The moment Brock Lesnar tossed Oba Femi out of the 2026 Men’s Royal Rumble, the fantasy booking engine kicked into overdrive. To many fans, the path felt obvious: escalate the collision, run it back one on one, and place it on the biggest stage possible at WrestleMania 42. It is the kind of matchup WWE has trained its audience to expect. Big man eliminates big man, WrestleMania delivers the payoff.
That assumption, however, is exactly where the debate starts to fracture.
While speculation continues about whether WWE is even internally committed to the singles match, Bully Ray has offered a blunt counterpoint that reframes the conversation around credibility rather than hype. From his perspective, the issue is not whether Lesnar vs. Femi could happen. It is whether it should happen yet.
In Ray’s view, the elimination alone does not automatically justify a WrestleMania spotlight. As he explained on Busted Open Radio, “It’s much too soon for Brock and Oba, in my opinion. Oba is not credible enough yet, and Brock knows this. It’s going to be very hard. Oba is not credible enough for Brock right now.”
That distinction matters in WWE’s ecosystem, where presentation and perceived legitimacy often outweigh raw physical tools. Femi has been positioned as a dominant force, but dominance in controlled environments does not always translate to instant main event credibility against a generational attraction like Lesnar. Ray’s argument is less about talent and more about timing.
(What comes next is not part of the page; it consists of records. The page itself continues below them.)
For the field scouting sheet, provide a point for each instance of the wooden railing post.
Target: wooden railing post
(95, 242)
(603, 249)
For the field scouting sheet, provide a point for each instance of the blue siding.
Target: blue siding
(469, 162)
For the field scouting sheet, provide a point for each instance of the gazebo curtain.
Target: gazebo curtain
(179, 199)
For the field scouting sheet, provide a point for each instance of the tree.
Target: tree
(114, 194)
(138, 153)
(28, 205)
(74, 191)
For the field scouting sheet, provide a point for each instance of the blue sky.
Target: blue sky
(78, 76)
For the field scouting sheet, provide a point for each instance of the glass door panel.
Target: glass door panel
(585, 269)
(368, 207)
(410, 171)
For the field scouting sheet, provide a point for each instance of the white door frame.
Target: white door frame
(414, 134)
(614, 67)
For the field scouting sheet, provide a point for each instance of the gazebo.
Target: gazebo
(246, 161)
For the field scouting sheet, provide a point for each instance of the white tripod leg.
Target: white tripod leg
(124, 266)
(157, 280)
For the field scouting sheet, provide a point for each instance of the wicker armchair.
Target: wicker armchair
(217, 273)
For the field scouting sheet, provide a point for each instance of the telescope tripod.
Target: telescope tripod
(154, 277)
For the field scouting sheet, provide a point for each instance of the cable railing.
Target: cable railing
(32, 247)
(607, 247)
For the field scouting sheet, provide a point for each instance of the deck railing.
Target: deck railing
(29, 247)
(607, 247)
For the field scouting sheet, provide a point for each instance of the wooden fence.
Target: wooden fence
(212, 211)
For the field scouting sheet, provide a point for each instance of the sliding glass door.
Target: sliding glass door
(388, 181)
The Hall of Famer also pushed back against the idea that Lesnar needs Femi to feel fresh. When discussing alternative opponents, Ray returned to a name that has hovered around Lesnar discourse for years. “I don’t see why you couldn’t get two matches out of Brock and GUNTHER. I think you could,” he noted, pointing toward a pairing that already carries built in credibility and fan expectation.
Ray stopped short of dismissing the Femi match entirely, acknowledging WWE’s willingness to accelerate plans when the moment feels right. “I could never say absolutely not,” he said. “They could do Brock and Oba. I just feel it’s much too soon for Oba as far as the credibility of having a shot of beating Brock Lesnar.” By contrast, Ray argued, “GUNTHER has been built to be credible enough to defeat Brock. Oba still has a ways to go.”
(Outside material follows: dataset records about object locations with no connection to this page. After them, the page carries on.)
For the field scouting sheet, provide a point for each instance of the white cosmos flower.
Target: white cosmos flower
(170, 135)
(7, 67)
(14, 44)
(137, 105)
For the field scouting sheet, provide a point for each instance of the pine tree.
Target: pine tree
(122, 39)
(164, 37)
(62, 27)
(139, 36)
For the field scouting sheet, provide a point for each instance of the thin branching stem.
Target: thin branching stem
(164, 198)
The larger takeaway extends beyond any single WrestleMania card. WWE’s modern booking often walks a tightrope between striking while momentum exists and protecting long term perception. When that balance tips too far toward immediacy, the risk is not just a cold match, but a cooled talent.
Ray’s comments fit into a broader trend of veterans emphasizing patience over spectacle, especially with newer stars being fast tracked into marquee roles. In an era where viral moments can outpace character development, the tension between what feels exciting now and what sustains credibility later continues to define how WWE builds its biggest matches.